For difficult problems, find the mode may (a) be as hard to find, or harder, as doing an MCMC sampling run, (b) be completely unrepresentative of the overall distribution.
I agree, but his argument is that in general doing a burn-in is still not going to be a substitute for good starting values, and if anything it's even easier to get a bad starting value using burn-in on a difficult problem.
If you have some nice idea of how to find a good starting value, then you should certainly use it, not just rely on burn-in.

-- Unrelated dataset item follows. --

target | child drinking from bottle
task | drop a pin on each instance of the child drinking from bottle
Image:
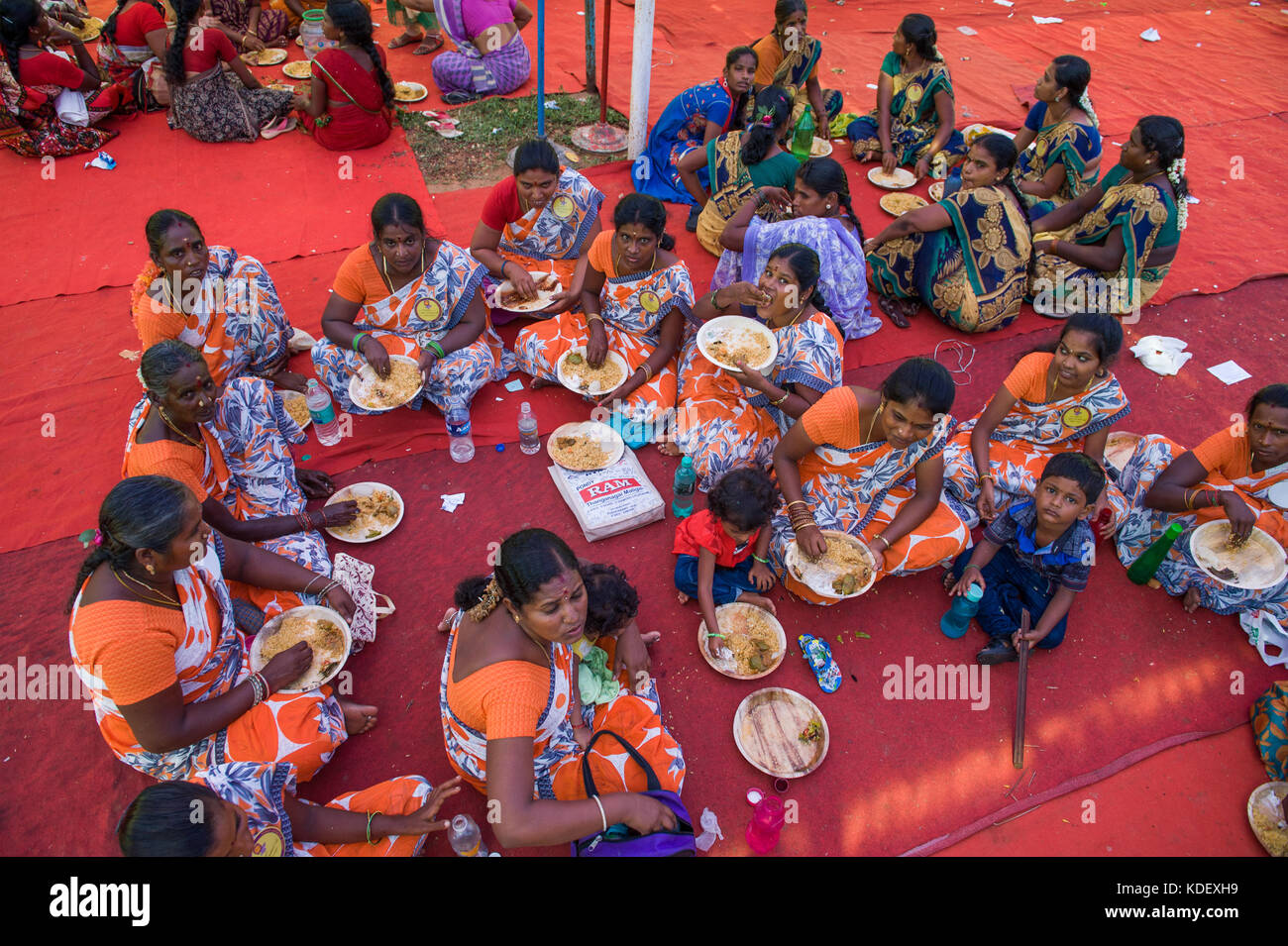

But having used your good starting value, you should still discard some burn-in iterations. This is certainly true if you're running more than one chain, since including them all with this same starting value will bias the results (in a real, not just theoretical sense, though the magnitude of the bias will of course vary with your problem). Even if you're running just one chain, you should discard at least some burn-in (say 5%) even if you have no evidence that it is necessary, because you really don't know that your supposed good starting point is actually representative. (That is, you don't know this a difficult problems, which are the ones I'm discussing.)
This can happen easily in Bayesian hierarchical models, where there is a hyperparameter that controls the variance of many lower-level parameters. When the variance is small, the probability density for these parameters is high (their distribution is sharply peaked), when the variance is large, the density is smaller (maybe many, many orders of magnitude smaller). So the mode will be where the variance is small, even if the data make this a much less probable region of the parameter space. (Note: the probability of a region is the product of its volume and its probability density - the total probability can be low even if the density is extremely high.)
You'll also typically get an unrepresentative mode for a neural network or other ML-type model, since the mode will be a highly-overfitted point.